# Pickles



## mr drinky (Nov 13, 2011)

Do you pickle things? I (relatively) often make refrigerator pickles using these Food&Wine suggestions. 

Personally, I like curried asparagus pickles. I also made some ginger pickled radishes this last summer using heirloom radishes from the farmers' market. Justin0505 sliced them really thin and mentioned they would go well with sushi, and I thought so too. 

There must be some kick-butt pickle recipes out there. 

k.


----------



## GlassEye (Nov 13, 2011)

I usually have some tsukemono in the refrigerator, broccoli stems and cucumber are in the jar this week. I started based on this recipe.


----------



## DwarvenChef (Nov 13, 2011)

I've only done a few B&B pickles and Chile Pickles but enjoy doing them about once a year


----------



## crizq0 (Nov 13, 2011)

I pickle cauliflower and mini cucumbers. Used this recipe with rice wine vinegar from the momofuku cook book.

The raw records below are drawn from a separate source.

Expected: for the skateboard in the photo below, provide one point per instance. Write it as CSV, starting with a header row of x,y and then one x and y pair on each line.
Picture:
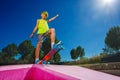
x,y
56,49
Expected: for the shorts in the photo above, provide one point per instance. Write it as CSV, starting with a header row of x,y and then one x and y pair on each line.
x,y
40,37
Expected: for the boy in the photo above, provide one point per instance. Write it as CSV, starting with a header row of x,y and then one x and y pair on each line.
x,y
43,30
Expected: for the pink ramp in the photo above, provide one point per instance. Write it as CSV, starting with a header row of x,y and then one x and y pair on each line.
x,y
51,72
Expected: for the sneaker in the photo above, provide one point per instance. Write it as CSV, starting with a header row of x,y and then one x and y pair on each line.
x,y
37,61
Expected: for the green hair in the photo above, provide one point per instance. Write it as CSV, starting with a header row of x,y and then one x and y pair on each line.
x,y
45,12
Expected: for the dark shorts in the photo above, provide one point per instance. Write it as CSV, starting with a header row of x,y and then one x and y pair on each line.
x,y
40,37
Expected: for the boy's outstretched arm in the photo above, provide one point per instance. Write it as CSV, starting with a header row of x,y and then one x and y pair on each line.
x,y
34,30
53,18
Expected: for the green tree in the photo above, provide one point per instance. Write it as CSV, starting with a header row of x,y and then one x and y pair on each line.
x,y
8,53
112,39
26,49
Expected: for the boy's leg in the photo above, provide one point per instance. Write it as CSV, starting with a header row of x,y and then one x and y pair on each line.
x,y
38,46
37,50
52,36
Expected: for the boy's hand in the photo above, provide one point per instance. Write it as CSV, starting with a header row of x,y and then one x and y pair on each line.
x,y
31,36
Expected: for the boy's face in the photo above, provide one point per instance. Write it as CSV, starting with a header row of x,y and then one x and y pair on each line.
x,y
43,16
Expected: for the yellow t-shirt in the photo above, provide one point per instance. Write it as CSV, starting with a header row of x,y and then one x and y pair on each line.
x,y
42,26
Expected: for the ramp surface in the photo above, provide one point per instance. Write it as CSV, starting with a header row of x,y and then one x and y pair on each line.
x,y
51,72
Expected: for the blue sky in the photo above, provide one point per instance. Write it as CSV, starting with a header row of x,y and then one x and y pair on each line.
x,y
80,22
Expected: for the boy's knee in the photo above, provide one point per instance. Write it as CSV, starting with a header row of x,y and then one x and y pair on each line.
x,y
52,29
39,44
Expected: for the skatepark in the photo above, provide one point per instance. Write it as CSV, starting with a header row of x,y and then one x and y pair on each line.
x,y
51,72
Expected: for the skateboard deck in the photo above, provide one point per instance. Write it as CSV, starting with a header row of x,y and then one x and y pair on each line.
x,y
56,49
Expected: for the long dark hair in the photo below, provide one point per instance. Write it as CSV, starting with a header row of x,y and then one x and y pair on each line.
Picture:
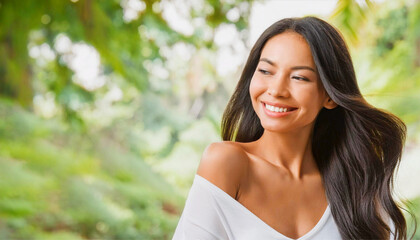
x,y
356,146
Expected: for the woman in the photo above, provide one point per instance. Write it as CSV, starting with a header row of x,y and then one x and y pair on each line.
x,y
304,156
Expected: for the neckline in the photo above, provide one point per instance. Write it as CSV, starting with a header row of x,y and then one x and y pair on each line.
x,y
321,222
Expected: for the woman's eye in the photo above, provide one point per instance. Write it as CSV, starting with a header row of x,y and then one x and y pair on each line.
x,y
263,71
300,78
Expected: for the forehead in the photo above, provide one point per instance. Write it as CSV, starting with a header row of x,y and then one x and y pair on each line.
x,y
288,48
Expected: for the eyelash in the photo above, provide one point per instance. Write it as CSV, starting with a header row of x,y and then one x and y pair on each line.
x,y
265,72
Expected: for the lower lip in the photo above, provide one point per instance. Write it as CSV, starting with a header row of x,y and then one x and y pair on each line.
x,y
276,114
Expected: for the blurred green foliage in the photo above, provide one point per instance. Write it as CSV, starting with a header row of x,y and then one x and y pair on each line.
x,y
115,161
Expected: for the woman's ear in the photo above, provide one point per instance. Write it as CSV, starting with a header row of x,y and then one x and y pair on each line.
x,y
329,103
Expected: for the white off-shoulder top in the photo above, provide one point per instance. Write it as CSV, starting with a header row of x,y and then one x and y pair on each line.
x,y
210,214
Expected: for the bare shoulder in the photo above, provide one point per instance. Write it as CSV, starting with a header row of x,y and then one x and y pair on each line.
x,y
224,164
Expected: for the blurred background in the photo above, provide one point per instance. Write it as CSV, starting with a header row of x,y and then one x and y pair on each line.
x,y
106,106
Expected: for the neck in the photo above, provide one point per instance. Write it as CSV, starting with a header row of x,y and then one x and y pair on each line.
x,y
289,151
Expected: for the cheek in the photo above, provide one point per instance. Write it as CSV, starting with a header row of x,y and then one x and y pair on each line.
x,y
256,88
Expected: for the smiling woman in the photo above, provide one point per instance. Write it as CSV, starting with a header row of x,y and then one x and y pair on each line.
x,y
304,156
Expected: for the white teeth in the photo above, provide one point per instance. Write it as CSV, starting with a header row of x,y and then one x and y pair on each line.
x,y
275,109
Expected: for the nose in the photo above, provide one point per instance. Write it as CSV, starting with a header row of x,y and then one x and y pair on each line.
x,y
279,87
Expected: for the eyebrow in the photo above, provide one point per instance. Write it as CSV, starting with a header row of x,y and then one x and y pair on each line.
x,y
293,68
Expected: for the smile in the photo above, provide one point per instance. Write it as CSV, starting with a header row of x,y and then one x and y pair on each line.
x,y
278,111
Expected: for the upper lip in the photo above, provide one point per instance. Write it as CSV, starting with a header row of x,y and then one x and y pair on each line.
x,y
277,104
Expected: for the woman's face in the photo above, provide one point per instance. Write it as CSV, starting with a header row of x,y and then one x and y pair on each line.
x,y
285,90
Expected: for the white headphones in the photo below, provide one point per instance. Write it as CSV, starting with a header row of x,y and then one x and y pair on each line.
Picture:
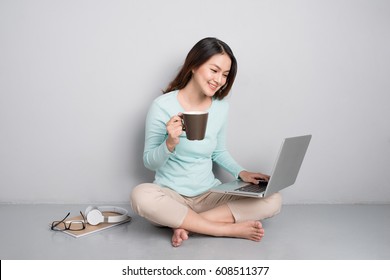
x,y
95,216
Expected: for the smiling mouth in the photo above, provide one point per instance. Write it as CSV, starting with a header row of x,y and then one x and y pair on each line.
x,y
213,86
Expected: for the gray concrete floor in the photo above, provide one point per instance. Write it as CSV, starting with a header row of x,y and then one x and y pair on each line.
x,y
299,232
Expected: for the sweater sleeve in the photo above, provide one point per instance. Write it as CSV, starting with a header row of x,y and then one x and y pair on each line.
x,y
221,155
156,152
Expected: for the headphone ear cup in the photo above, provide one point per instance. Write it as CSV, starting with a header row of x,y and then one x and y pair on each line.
x,y
94,217
89,208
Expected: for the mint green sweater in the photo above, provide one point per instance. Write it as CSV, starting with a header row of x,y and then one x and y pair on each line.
x,y
188,170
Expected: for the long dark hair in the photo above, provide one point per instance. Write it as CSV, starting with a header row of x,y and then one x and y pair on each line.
x,y
199,54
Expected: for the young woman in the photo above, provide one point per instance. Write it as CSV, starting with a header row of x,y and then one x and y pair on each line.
x,y
179,196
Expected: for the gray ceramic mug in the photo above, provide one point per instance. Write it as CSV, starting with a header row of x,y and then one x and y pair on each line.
x,y
195,124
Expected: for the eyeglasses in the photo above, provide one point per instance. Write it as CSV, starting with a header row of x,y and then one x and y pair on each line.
x,y
73,225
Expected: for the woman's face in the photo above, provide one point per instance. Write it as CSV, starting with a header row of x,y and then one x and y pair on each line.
x,y
212,74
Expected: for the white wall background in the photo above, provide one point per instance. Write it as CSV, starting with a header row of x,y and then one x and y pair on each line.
x,y
77,77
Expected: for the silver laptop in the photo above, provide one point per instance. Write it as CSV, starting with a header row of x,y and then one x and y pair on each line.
x,y
284,173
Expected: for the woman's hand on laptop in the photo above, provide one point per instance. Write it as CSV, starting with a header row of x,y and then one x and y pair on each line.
x,y
253,177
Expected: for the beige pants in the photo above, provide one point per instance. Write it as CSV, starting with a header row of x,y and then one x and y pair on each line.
x,y
164,206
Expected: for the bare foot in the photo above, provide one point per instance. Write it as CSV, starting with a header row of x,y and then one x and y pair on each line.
x,y
252,230
179,235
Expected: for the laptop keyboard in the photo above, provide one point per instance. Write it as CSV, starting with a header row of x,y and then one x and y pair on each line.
x,y
254,188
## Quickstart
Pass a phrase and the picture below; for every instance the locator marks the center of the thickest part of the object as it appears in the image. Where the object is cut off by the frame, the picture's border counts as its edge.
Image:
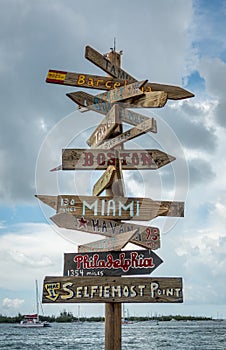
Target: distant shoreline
(68, 317)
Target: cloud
(12, 303)
(28, 251)
(214, 72)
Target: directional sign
(104, 181)
(108, 244)
(125, 92)
(146, 236)
(112, 289)
(102, 62)
(82, 159)
(111, 121)
(140, 129)
(133, 118)
(153, 99)
(105, 128)
(173, 92)
(107, 83)
(120, 208)
(84, 80)
(130, 262)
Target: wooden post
(113, 328)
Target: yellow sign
(54, 75)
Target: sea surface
(148, 335)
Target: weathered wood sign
(115, 263)
(105, 128)
(140, 129)
(104, 181)
(107, 83)
(102, 62)
(146, 236)
(173, 92)
(84, 80)
(153, 99)
(112, 289)
(131, 159)
(108, 244)
(120, 208)
(125, 92)
(111, 121)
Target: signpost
(113, 118)
(107, 83)
(146, 236)
(100, 159)
(100, 104)
(113, 243)
(84, 270)
(112, 289)
(104, 181)
(115, 208)
(130, 134)
(114, 263)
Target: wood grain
(100, 159)
(104, 181)
(60, 289)
(140, 129)
(146, 236)
(114, 208)
(111, 243)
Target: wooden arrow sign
(103, 63)
(84, 80)
(147, 125)
(108, 244)
(173, 92)
(113, 263)
(119, 208)
(146, 236)
(104, 181)
(111, 121)
(107, 83)
(153, 99)
(105, 128)
(82, 159)
(58, 289)
(124, 92)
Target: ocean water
(174, 335)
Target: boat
(32, 320)
(125, 319)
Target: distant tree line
(69, 317)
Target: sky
(175, 42)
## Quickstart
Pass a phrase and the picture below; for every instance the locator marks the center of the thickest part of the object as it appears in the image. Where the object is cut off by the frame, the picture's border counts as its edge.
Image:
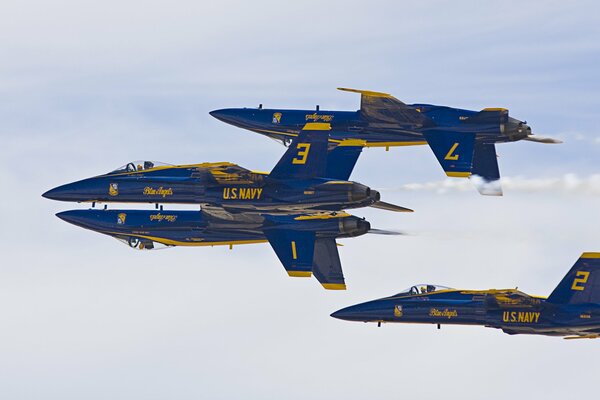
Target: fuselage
(217, 184)
(510, 310)
(284, 124)
(144, 229)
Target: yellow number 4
(303, 149)
(580, 278)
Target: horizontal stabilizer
(327, 267)
(342, 159)
(390, 207)
(581, 284)
(454, 151)
(541, 139)
(384, 108)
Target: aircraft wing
(385, 108)
(307, 155)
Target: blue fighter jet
(571, 310)
(305, 244)
(463, 141)
(311, 176)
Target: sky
(87, 86)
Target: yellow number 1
(303, 149)
(580, 279)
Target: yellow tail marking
(581, 278)
(300, 274)
(303, 149)
(450, 156)
(317, 126)
(334, 286)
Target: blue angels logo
(398, 311)
(113, 189)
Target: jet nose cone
(60, 193)
(71, 217)
(225, 115)
(351, 313)
(83, 218)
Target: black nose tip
(54, 194)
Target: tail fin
(342, 159)
(581, 284)
(307, 155)
(454, 151)
(485, 172)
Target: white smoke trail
(568, 183)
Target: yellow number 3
(580, 279)
(303, 149)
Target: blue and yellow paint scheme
(462, 140)
(304, 243)
(311, 176)
(572, 309)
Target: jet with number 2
(463, 141)
(571, 310)
(312, 176)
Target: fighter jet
(310, 177)
(572, 309)
(463, 141)
(305, 244)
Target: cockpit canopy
(141, 244)
(422, 288)
(140, 165)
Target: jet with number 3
(572, 309)
(463, 141)
(312, 176)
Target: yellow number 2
(303, 149)
(580, 278)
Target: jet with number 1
(463, 141)
(572, 309)
(312, 176)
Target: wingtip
(334, 286)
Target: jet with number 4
(305, 244)
(463, 141)
(572, 309)
(312, 176)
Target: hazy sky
(88, 86)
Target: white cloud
(568, 183)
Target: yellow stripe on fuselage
(458, 174)
(590, 255)
(334, 286)
(300, 274)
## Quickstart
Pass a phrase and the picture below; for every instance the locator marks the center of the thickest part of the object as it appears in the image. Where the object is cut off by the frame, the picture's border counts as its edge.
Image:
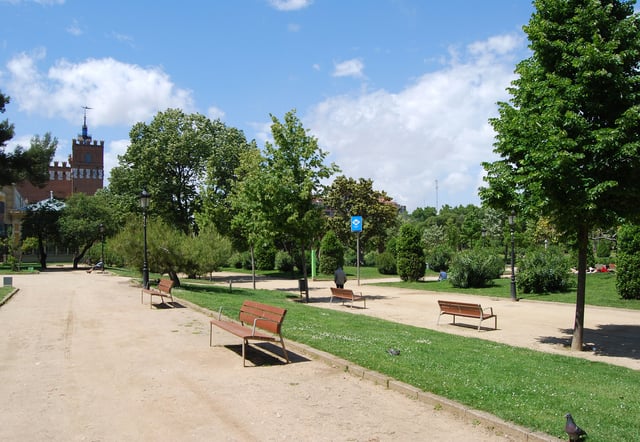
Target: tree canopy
(31, 164)
(568, 138)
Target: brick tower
(83, 173)
(87, 162)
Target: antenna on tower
(85, 130)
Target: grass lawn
(532, 389)
(600, 291)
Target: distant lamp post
(144, 203)
(512, 221)
(102, 241)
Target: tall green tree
(81, 219)
(410, 253)
(41, 222)
(568, 139)
(228, 145)
(167, 157)
(251, 203)
(347, 197)
(295, 171)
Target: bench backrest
(337, 291)
(269, 317)
(165, 285)
(460, 307)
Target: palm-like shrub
(331, 253)
(628, 262)
(474, 268)
(410, 255)
(544, 271)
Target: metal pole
(102, 254)
(145, 266)
(358, 256)
(513, 267)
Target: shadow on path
(615, 340)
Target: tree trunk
(253, 266)
(304, 273)
(43, 254)
(578, 328)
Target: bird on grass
(573, 430)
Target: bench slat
(346, 294)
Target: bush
(475, 268)
(410, 256)
(544, 271)
(331, 253)
(603, 248)
(265, 257)
(284, 262)
(439, 258)
(386, 264)
(628, 262)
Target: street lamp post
(512, 221)
(144, 203)
(102, 241)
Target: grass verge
(529, 388)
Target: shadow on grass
(167, 305)
(614, 340)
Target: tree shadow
(615, 340)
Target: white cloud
(290, 5)
(349, 68)
(434, 129)
(119, 93)
(75, 28)
(112, 150)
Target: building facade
(82, 173)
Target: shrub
(603, 248)
(284, 262)
(439, 258)
(628, 262)
(331, 253)
(544, 271)
(474, 268)
(235, 260)
(265, 257)
(410, 256)
(386, 264)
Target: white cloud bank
(126, 93)
(435, 129)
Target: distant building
(83, 173)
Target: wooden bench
(467, 310)
(347, 295)
(163, 290)
(254, 318)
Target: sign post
(356, 226)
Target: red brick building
(83, 172)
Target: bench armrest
(253, 329)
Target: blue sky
(398, 91)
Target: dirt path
(82, 359)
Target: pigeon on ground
(573, 430)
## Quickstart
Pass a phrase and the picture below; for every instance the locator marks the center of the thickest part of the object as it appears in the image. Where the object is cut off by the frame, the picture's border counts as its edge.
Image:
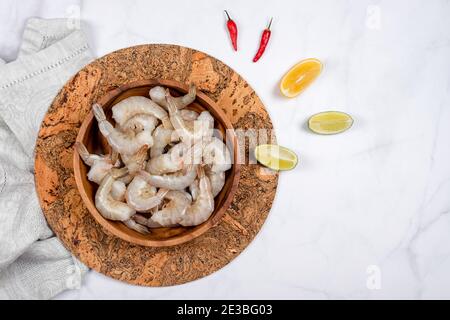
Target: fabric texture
(33, 262)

Tastes pretty good.


----------



## sachem allison (Nov 13, 2011)

i pickle cauliflower, carrots, jalapenos and chipotles for a vegetable escabeche


----------



## WildBoar (Nov 14, 2011)

The wife does small cucumbers, and also cherry tomatoes with garlic. Her mom does apples with cabbage.


----------



## cnochef (Nov 14, 2011)

Haven't gotten into pickles yet, I'm still obsessed with canning jams, jellies and tomatoes. I think I might do some pickled cherry bomb peppers next year though. I also make a wicked rhubarb chutney. I miss my grandma's mustard pickles terribly, she used to mix yellow wax beans, baby cucumbers, pearl onions and cauliflower. 

I love having homemade preserves on homemade biscuits, bread or scones as a weekend treat. I don't use pectin because of the cost and I like my jams and jellies more natural and with less sugar. I bought Christine Ferber's book Mes Confitures last summer and it changed my technique forever!


----------



## Kyle (Nov 14, 2011)

My dad makes pickled garlic and it's really great. What I love is that he gets sweet garlic from his buddy with an organic pickle farm so you don't get that super strong garlic flavor that doesn't want to leave your mouth. You can just pop those little suckers like candy.


----------



## Amon-Rukh (Nov 16, 2011)

My fiancée and I pickle red onions, Anaheim peppers, jalapeños and do a b&b pickle. No matter how hard we try though, we haven't had much success with creating plain old dill pickles.


----------



## GLE1952 (Nov 18, 2011)

WildBoar said:


> The wife does small cucumbers, and also cherry tomatoes with garlic. Her mom does apples with cabbage.



WildBoar, any chance of getting that cherry tomatoes with garlic recipe?


----------